Anyone can take a photo. Anyone can take a decent photo. An iPhone can only take one so far. I found this out the hard way. When I started my automotive photography journey, all I had was my iPhone 5. I would take the most boring shots of cars, throw them on my instagram, and call it a day. After a year or two I decided it was time I upped my setup. I saved up some money and invested into an easy to use Nikon D5500 with an 18-140mm lens.
The Nikon D5500 is by no means a “hard” camera to use, nor is it the most advanced body on the market. However, it does the job better than I anticipated. I primarily shot in raw on Automatic as I really had no idea how to use a camera properly. Using automatic was easy, simple, and fast. I could focus on anything pretty much instantaneously and snap 10 shots. Using automatic is a great way to learn your style. After shooting for about one year in automatic, I had finally learned my style. I no longer took pictures of a whole car, but instead, zoomed in on the details and framed them in interesting ways. I remember coming home from shows and literally spending hours editing, cropping, and even occasionally photoshopping shots until I was content with my work. None of these shots were really interesting, they just looked pretty.

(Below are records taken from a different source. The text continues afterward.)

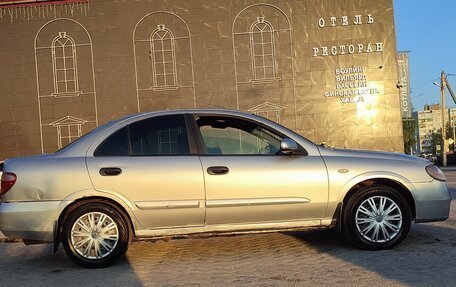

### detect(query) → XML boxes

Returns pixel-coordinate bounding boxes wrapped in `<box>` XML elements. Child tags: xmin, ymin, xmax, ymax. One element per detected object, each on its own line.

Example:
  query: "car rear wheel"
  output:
<box><xmin>62</xmin><ymin>203</ymin><xmax>129</xmax><ymax>268</ymax></box>
<box><xmin>343</xmin><ymin>185</ymin><xmax>412</xmax><ymax>250</ymax></box>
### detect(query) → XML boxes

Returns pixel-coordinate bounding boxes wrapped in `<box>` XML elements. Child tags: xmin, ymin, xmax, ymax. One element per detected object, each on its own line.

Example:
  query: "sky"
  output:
<box><xmin>394</xmin><ymin>0</ymin><xmax>456</xmax><ymax>111</ymax></box>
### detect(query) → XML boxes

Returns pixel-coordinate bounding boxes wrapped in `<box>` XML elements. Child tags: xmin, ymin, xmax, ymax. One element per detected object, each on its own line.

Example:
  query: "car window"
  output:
<box><xmin>94</xmin><ymin>127</ymin><xmax>128</xmax><ymax>156</ymax></box>
<box><xmin>197</xmin><ymin>117</ymin><xmax>283</xmax><ymax>155</ymax></box>
<box><xmin>130</xmin><ymin>115</ymin><xmax>190</xmax><ymax>156</ymax></box>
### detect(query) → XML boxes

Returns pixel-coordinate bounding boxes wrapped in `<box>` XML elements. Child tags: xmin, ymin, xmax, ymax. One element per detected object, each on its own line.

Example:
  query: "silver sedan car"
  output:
<box><xmin>0</xmin><ymin>110</ymin><xmax>451</xmax><ymax>268</ymax></box>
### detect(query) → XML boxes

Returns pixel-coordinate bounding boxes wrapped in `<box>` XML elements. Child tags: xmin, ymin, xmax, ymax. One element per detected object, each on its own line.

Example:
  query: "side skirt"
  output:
<box><xmin>136</xmin><ymin>220</ymin><xmax>330</xmax><ymax>241</ymax></box>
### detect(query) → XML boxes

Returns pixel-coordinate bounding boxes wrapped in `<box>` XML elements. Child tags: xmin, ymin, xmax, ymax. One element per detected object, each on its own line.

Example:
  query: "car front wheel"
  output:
<box><xmin>343</xmin><ymin>185</ymin><xmax>412</xmax><ymax>250</ymax></box>
<box><xmin>62</xmin><ymin>203</ymin><xmax>129</xmax><ymax>268</ymax></box>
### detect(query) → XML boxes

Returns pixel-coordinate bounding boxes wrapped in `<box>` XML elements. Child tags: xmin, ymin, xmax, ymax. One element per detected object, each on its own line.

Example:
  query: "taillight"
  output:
<box><xmin>0</xmin><ymin>172</ymin><xmax>17</xmax><ymax>195</ymax></box>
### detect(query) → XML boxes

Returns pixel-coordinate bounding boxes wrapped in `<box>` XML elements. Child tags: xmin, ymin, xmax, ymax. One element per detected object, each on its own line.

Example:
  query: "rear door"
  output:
<box><xmin>195</xmin><ymin>115</ymin><xmax>328</xmax><ymax>225</ymax></box>
<box><xmin>87</xmin><ymin>115</ymin><xmax>205</xmax><ymax>229</ymax></box>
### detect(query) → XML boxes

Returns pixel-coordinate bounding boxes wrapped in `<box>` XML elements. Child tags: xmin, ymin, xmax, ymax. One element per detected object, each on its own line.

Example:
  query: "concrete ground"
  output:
<box><xmin>0</xmin><ymin>170</ymin><xmax>456</xmax><ymax>287</ymax></box>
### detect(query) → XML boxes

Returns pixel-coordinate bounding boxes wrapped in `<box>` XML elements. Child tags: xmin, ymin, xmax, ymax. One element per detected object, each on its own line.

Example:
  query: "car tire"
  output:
<box><xmin>342</xmin><ymin>185</ymin><xmax>412</xmax><ymax>250</ymax></box>
<box><xmin>62</xmin><ymin>202</ymin><xmax>130</xmax><ymax>268</ymax></box>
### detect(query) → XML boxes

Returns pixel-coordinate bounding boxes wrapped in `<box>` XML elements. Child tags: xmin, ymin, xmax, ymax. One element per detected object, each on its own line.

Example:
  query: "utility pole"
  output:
<box><xmin>440</xmin><ymin>70</ymin><xmax>447</xmax><ymax>167</ymax></box>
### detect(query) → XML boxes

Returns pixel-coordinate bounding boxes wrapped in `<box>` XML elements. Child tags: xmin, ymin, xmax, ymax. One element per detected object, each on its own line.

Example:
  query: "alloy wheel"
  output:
<box><xmin>355</xmin><ymin>196</ymin><xmax>403</xmax><ymax>243</ymax></box>
<box><xmin>71</xmin><ymin>212</ymin><xmax>119</xmax><ymax>259</ymax></box>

Over the course of time, I began to slowly shift to manual shooting. My first real experiences with this were in Boston. Within a few hours of playing around with manual, I had begun to pick up some techniques. One of those, was long shutter time, very low ISO, and a low F number. This resulted in what I like to call “light ray” shots. It makes the traffic from the roads blurry, and all you see is the taillights and headlights, but the background is still. These shots are some of my favorite to shoot. I would spend hours looking out my window in Boston taking hundreds of shots on different nights. Sometimes it was stormy, sometimes it was crystal clear, and other times it could be cloudy and dark. This technique taught me a lot about backgrounds. Sure, it’s important to capture your foreground in an interesting way, but if something is off in the background, the whole photo is ruined.

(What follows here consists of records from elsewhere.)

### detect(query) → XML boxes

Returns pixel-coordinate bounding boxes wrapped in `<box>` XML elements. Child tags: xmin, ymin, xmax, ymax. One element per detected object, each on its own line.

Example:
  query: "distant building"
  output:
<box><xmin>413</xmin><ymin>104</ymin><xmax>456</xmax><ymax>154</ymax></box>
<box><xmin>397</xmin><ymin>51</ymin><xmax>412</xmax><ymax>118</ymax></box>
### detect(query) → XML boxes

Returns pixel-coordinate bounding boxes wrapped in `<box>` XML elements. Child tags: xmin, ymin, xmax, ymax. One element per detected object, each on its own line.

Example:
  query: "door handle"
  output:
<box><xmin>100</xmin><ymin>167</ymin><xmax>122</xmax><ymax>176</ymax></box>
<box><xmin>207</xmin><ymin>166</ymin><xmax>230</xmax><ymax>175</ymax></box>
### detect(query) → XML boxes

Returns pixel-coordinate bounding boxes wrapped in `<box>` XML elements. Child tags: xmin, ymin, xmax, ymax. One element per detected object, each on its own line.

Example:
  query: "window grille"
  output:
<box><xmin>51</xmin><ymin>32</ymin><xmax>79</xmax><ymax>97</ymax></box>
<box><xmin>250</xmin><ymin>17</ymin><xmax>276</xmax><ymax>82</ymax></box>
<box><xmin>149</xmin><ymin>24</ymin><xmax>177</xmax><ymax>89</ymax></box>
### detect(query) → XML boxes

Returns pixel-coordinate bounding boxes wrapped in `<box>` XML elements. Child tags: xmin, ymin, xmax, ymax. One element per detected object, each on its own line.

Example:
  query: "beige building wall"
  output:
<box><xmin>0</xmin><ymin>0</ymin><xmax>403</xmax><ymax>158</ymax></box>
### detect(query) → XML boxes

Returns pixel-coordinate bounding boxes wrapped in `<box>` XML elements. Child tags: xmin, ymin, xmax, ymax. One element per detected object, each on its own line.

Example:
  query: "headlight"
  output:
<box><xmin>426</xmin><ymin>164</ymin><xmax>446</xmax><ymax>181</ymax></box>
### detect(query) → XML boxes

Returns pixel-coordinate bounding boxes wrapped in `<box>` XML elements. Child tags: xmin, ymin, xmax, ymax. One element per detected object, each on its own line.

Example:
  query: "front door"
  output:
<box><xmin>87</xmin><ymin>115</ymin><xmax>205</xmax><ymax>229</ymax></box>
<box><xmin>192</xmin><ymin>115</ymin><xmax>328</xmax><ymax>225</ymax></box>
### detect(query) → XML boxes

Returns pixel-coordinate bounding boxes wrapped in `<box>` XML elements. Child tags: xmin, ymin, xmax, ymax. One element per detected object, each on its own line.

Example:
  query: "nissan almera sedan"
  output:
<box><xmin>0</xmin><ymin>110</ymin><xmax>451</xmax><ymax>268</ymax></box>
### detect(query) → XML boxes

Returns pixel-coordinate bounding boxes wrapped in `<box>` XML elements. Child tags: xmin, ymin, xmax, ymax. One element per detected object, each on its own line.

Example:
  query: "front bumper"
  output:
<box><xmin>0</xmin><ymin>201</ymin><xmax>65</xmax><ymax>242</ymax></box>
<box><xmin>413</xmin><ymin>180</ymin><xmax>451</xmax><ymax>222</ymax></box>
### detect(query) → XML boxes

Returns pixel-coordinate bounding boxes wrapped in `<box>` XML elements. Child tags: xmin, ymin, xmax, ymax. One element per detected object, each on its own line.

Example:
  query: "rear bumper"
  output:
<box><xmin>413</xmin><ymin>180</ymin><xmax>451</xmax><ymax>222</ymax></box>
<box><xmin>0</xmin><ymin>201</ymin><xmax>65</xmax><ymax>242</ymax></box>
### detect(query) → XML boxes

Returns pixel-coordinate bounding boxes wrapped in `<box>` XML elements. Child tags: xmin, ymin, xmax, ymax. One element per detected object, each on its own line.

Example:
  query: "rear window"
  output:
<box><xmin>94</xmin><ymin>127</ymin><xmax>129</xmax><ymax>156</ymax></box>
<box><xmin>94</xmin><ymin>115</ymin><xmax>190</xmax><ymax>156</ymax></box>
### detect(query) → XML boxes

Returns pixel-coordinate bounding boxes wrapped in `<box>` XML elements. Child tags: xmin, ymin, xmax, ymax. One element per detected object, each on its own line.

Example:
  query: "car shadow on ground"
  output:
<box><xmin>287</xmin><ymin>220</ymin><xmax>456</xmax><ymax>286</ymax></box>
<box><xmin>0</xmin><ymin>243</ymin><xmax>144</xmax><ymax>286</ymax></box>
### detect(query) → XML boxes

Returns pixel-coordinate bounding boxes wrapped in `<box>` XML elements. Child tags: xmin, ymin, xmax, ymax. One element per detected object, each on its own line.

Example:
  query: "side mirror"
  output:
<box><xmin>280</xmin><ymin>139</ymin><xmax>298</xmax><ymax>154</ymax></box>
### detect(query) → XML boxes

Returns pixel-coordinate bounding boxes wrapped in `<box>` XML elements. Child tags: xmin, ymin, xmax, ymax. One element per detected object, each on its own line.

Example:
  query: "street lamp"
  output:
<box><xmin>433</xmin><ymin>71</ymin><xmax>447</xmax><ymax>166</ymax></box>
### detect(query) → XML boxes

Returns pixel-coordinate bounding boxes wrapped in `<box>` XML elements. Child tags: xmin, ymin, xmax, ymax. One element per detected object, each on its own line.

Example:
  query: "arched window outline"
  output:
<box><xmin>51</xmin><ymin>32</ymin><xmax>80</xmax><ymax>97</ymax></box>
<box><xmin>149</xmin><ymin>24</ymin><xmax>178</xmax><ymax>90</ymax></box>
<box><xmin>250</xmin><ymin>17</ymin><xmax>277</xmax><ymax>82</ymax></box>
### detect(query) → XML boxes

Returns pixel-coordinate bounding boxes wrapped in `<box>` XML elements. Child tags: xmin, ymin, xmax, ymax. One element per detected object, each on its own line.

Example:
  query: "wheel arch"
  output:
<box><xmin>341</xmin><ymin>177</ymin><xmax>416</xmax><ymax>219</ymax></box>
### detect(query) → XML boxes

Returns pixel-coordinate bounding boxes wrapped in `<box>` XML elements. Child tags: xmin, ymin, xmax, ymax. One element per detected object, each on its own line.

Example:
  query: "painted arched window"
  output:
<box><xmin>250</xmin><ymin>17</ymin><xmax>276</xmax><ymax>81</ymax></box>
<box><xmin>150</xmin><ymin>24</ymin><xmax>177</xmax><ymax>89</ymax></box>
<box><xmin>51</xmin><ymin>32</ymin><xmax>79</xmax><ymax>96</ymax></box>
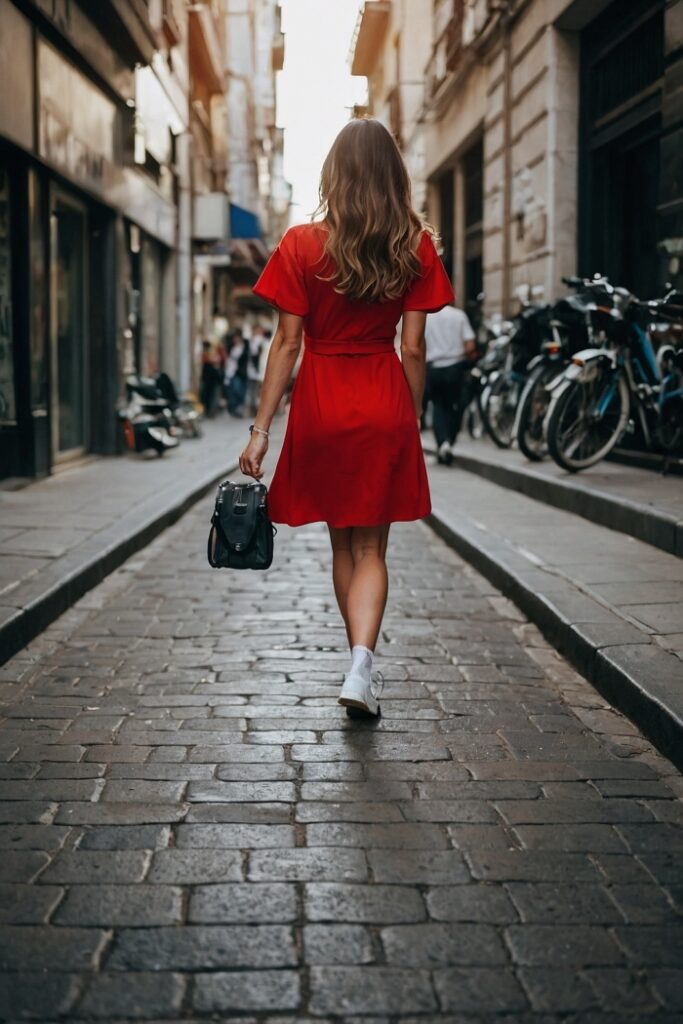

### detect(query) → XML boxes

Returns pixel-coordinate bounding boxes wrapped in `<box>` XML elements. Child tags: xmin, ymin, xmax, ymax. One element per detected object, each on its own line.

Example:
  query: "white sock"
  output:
<box><xmin>351</xmin><ymin>643</ymin><xmax>373</xmax><ymax>679</ymax></box>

Tripods are key for decent shots. I try not to bring them to car shows, only because they take up so much space, but they can really make a photoshoot 10x better. I try to keep my setup as inexpensive as possible, so the tripod of choice for me is the Albott 70 Inch. Yes, 70 inches may seem a little excessive for a tripod, but it really helps when I try to get a decent angle on a car. What I like about this tripod is how light it is, and how easy it is to use. There aren’t too many knobs or screws, and the leg extenders are easy to use. Everything about this tripod is well thought out and customer friendly. The Albott was also a huge help in my shoot with Black Bridge Motors for their Plymouth Fury.
Shooting in manual is key for success, but it can be a huge pain in the butt. If you don’t have steady hands you can easily ruin any decent shot. Luckily, the Albott tripod can hold my camera’s weight better than I can for long shudder times. When I went to shoot the Plymouth, the sun was beginning to set, light began to diminish, and I was beginning to use longer shudder times. Had I not had my tripod, I would’ve had to cut that shoot much earlier than I did. Sure it may be fairly easy to shoot with a 1/20 exposure time with no tripod, but it’s also a lot easier to make a freehanded shot blurrier at that speed too. The Albott tripod keeps my camera perfectly steady and requires minimal effort to use, and is probably the only tripod body I will use. I do have to change the head to accommodate for my new 70-200mm lens, but I’ll cross that bridge when I get there.
To wrap up today’s blog, the D5500 with the 18-140mm lens is the perfect amateur camera to use. It’s incredibly easy to master, takes little effort to learn on, and is the perfect way to enter the photography world. If you’re considering buying your first camera, I highly recommend the D5500.